Microsoft and OpenAI team up on a monster of a supercomputer
Another win for Microsoft as it strives to become an AI and cloud behemothBy Adrian Potoroaca
In brief: Microsoft built a gargantuan supercomputer for artificial intelligence, which is the latest expansion of its Azure cloud computing platform. And by helping OpenAI bring new refinements to AI models, it gained a new vote of confidence for Azure as one of the leading platforms for future innovation.
At its virtual Build 2020 developer conference, Microsoft revealed several interesting sneak peeks into its latest efforts to unify Windows 10 app development, offer more useful tools for power users, and integrate more Linux goodies via the Windows Subsystem for Linux.
A less talked about but still interesting announcement at the event is that Microsoft has partnered with OpenAI to make one of the top five AI supercomputers out there. The beast is essentially an Azure-linked supercomputer that's built specifically to test OpenAI's artificial intelligence models, from the ones that write believable fake news and beat you at Dota 2, to the more practical ones that can improve robotics and decision-making.
Microsoft didn't go too deep into the technical details of the new supercomputer, but it did say that it consists of more than 285,000 CPU cores coupled with 10,000 GPUs grouped into servers equipped with 400 gigabits per second of network bandwidth.

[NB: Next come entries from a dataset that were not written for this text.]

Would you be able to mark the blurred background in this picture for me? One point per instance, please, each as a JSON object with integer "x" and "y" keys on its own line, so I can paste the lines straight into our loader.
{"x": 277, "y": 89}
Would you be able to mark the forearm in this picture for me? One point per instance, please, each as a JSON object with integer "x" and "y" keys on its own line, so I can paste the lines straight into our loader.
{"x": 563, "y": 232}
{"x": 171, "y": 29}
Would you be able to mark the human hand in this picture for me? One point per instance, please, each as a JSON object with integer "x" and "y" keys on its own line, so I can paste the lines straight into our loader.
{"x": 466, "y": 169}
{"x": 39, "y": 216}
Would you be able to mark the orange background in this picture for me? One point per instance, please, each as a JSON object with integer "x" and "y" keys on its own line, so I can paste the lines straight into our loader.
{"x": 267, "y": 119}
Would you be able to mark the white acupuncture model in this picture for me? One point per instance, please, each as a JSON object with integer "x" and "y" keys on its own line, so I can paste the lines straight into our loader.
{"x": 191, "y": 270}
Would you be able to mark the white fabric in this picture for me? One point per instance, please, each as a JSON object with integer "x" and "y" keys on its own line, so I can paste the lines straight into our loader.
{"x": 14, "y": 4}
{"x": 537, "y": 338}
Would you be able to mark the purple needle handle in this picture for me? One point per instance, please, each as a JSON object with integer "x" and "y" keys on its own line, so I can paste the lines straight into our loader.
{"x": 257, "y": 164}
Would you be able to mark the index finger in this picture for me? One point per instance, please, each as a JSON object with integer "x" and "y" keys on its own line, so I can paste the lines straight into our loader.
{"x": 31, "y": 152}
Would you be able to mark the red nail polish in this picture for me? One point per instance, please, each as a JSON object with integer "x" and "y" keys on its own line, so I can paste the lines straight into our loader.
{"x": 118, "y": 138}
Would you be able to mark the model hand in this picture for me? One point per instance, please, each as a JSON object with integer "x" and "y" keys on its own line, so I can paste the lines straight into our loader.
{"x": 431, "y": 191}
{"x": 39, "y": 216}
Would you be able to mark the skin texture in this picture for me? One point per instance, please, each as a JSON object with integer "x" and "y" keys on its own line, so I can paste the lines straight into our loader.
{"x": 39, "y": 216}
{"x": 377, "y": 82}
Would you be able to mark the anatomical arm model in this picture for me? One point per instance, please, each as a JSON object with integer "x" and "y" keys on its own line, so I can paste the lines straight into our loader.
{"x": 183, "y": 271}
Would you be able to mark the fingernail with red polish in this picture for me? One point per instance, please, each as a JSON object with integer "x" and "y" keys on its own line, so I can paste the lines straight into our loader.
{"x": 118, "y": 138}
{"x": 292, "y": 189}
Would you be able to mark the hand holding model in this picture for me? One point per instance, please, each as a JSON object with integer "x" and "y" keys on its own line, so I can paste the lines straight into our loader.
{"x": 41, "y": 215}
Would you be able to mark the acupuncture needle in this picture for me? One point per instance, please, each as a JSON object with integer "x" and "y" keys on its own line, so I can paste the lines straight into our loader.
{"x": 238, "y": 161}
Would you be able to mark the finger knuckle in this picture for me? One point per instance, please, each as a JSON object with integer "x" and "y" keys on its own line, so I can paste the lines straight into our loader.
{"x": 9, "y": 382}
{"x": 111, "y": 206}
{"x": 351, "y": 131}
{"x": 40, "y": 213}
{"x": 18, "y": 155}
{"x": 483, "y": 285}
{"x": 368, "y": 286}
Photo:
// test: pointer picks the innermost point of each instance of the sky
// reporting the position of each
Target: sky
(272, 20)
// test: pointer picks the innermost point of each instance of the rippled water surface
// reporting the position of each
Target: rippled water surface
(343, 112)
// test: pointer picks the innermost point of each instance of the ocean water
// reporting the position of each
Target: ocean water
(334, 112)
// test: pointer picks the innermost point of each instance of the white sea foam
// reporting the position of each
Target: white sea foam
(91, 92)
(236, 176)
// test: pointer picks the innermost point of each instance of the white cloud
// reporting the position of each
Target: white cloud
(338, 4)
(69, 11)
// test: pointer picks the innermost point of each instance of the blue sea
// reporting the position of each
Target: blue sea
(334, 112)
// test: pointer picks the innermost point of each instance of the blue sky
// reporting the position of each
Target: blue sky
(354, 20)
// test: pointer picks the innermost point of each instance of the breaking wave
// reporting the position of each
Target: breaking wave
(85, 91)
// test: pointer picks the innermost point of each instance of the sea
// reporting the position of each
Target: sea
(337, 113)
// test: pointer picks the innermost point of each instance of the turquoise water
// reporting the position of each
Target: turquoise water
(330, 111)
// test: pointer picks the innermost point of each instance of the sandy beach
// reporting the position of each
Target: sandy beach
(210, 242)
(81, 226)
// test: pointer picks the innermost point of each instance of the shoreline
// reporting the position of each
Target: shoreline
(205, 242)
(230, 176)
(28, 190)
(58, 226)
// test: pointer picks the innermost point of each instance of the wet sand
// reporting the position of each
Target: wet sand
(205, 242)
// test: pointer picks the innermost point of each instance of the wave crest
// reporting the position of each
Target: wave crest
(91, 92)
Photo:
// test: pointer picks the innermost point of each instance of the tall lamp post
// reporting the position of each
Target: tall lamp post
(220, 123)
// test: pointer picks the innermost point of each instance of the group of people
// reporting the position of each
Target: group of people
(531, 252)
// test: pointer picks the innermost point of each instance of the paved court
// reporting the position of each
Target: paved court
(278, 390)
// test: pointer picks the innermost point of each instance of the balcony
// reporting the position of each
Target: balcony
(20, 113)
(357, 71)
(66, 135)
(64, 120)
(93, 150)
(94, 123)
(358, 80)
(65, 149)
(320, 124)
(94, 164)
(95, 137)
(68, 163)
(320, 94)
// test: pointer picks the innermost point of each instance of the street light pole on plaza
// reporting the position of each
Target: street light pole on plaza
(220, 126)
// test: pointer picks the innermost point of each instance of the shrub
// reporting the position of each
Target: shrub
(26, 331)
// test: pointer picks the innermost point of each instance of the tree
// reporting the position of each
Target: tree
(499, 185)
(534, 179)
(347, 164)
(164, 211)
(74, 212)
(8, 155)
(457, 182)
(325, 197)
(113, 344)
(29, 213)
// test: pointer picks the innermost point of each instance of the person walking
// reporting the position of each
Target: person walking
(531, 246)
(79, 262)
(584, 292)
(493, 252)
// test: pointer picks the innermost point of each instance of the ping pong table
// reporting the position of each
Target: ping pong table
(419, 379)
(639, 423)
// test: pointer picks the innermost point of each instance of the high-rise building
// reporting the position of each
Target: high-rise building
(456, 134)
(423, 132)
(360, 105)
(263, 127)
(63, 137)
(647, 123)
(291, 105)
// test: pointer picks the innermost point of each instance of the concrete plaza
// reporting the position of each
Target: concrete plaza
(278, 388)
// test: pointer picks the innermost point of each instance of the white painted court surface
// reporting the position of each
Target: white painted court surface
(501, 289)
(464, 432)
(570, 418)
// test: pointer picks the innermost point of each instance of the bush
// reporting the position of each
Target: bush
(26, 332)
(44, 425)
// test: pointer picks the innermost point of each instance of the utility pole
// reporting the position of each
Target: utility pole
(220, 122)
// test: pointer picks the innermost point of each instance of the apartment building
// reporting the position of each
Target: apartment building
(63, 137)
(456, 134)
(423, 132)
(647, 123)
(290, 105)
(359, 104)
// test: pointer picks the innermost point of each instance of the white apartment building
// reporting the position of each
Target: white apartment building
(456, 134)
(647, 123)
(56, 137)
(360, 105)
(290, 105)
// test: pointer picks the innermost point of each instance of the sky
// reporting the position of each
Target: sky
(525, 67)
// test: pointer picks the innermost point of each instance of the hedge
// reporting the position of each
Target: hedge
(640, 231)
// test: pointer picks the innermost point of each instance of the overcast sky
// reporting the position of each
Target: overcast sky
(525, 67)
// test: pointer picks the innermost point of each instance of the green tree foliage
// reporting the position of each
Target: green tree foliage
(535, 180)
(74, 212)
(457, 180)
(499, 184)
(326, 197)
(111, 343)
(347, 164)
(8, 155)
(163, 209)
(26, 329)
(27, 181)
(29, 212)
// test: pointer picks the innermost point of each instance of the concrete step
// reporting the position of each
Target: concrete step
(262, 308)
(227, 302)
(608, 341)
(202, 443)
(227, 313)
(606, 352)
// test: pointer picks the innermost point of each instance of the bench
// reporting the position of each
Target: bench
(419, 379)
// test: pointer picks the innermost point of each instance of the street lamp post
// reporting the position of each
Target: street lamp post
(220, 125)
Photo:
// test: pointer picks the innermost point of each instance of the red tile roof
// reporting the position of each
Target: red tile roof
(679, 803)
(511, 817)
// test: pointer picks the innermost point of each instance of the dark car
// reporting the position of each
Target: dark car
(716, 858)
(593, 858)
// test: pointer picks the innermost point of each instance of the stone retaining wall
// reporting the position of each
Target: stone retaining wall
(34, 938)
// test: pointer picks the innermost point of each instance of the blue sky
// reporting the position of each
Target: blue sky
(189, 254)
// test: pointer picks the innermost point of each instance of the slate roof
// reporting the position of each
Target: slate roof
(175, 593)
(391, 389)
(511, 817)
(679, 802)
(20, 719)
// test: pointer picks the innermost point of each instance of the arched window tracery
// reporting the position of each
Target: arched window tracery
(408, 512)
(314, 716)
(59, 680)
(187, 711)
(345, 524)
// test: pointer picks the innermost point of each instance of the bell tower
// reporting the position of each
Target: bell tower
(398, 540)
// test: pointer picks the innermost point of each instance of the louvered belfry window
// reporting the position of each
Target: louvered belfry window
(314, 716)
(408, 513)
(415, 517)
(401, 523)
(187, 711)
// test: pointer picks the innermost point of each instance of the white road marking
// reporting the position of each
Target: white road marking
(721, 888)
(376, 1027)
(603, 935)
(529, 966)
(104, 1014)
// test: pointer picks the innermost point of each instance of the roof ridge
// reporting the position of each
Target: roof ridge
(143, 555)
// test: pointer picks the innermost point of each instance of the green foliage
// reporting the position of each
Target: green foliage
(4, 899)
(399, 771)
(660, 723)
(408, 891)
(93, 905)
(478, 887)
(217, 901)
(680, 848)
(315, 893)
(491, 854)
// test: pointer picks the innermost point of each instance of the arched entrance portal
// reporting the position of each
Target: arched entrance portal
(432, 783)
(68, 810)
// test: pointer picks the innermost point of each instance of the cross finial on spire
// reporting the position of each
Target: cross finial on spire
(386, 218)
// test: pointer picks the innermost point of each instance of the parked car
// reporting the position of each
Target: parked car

The main reason why the company is throwing so much compute power into AI applications is that models are almost doubling in size every few months. For instance, Microsoft's Turing model for natural language processing has ballooned to 17 billion parameters from just one billion it had one year ago.
Last year, Microsoft entered a multi-year partnership with OpenAI, pouring $1 billion into the AI company started by Elon Musk to have it use Azure in training AIs. But more importantly, the fact that OpenAI chose Azure as its cloud platform of choice is yet another win for Microsoft on that front.